More rational and less emotional... It is a widely sought-after state that is seen as better than one infused with emotions. And it is seen by many as the ideal state of mind when resolving conflict. I think that this paradigm, dismissive of emotion, is a pernicious fiction.

Society, in ways largely created by men, exerts tremendous pressure on women to modulate their emotional lives so that they fit the normative view that emotions are merely an impediment to be overcome to get to reasoned thought, as if the two were separate and distinct and not bound up inextricably. The harm from this attitude extends far beyond any conversation about feminist ideology.

At what cost do women push aside their biology in order to negotiate in ways that men see as advantageous?  “Women’s emotionality is a sign of health, not disease,” says Julie Holland, a psychiatrist in New York. http://www.nytimes.com/2015/03/01/opinion/sunday/medicating-womens-feelings.html?_r=0  In her essay in The New York Times Magazine, she wrote about the effect on women of a widely held belief that expressing their emotions reveals that they are weak or out of control.

Men, too, view their emotions as an obstacle to attaining and keeping power.

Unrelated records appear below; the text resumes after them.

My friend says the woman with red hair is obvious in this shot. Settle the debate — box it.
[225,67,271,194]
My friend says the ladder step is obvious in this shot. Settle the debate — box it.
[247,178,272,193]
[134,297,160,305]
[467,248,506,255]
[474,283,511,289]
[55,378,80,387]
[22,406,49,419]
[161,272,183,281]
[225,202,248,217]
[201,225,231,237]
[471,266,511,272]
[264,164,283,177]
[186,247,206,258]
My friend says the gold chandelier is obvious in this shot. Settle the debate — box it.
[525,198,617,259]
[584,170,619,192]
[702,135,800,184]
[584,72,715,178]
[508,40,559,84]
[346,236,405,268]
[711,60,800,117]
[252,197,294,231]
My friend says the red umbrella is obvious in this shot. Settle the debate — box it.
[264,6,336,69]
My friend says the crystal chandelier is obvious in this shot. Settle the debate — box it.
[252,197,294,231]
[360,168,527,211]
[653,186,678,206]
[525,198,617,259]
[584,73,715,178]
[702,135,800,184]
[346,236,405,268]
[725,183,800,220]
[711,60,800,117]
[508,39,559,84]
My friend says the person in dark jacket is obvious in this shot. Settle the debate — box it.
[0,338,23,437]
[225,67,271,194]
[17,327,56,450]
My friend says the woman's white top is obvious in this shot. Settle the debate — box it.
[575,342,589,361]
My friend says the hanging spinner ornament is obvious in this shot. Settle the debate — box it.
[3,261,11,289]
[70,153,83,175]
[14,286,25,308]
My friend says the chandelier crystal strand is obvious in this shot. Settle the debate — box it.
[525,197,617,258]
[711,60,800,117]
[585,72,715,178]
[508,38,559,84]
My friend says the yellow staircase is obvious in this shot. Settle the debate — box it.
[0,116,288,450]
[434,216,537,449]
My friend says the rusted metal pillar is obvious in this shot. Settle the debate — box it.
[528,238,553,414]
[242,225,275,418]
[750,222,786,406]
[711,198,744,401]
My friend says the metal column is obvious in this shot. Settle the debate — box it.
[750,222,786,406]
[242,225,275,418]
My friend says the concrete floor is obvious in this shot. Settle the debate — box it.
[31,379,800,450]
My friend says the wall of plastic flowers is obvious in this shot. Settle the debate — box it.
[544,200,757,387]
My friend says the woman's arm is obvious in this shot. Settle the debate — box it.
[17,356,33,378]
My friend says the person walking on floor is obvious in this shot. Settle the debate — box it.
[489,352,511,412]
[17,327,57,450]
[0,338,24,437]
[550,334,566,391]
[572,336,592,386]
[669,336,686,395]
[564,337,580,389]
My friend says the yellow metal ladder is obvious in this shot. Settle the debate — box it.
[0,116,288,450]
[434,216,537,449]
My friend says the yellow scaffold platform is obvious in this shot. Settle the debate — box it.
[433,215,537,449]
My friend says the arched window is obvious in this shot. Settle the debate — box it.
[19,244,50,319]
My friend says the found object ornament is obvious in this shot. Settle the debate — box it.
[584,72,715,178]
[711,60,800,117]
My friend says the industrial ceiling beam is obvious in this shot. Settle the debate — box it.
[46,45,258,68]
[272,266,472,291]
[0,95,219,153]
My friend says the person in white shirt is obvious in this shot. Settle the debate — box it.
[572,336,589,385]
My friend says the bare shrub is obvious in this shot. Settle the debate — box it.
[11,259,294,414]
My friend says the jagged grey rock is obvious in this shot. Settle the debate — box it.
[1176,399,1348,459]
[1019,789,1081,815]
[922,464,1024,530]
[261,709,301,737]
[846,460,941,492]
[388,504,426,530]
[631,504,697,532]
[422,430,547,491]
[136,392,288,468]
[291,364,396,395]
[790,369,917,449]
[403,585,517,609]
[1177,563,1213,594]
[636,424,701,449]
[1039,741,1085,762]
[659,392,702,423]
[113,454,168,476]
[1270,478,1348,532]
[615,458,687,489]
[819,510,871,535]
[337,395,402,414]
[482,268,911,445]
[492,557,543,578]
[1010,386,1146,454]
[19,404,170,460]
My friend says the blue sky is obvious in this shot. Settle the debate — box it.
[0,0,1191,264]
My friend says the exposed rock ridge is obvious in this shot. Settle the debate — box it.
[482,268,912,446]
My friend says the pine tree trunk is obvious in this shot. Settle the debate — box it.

Thus, when confronted with an emotional obstruction to solving a problem, men may be willing to allow for some “venting,” but not a lot of it, before getting back to the problem at hand. In a sense, conflict resolution systems, like mediation, rest on behaviors typically seen by males as essential ingredients for resolving conflict – spare problem solving; short time lines; command and control of the issues, and so on.

The behaviors most often identified as feminine – empathy, patience, compassion, emotionality – are viewed as time consuming obstacles to resolving conflict efficiently. In much the same way as many languages assign a gender to words, today’s mediation would likely be male. But it need not be thus.

There are behaviors in every negotiation that are more often than not expressed by one gender or the other but not exclusively and not all the time.  The challenge is to recognize and understand the behavior without making it good or bad, right or wrong, male or female. It is a skill that will make you a much better negotiator.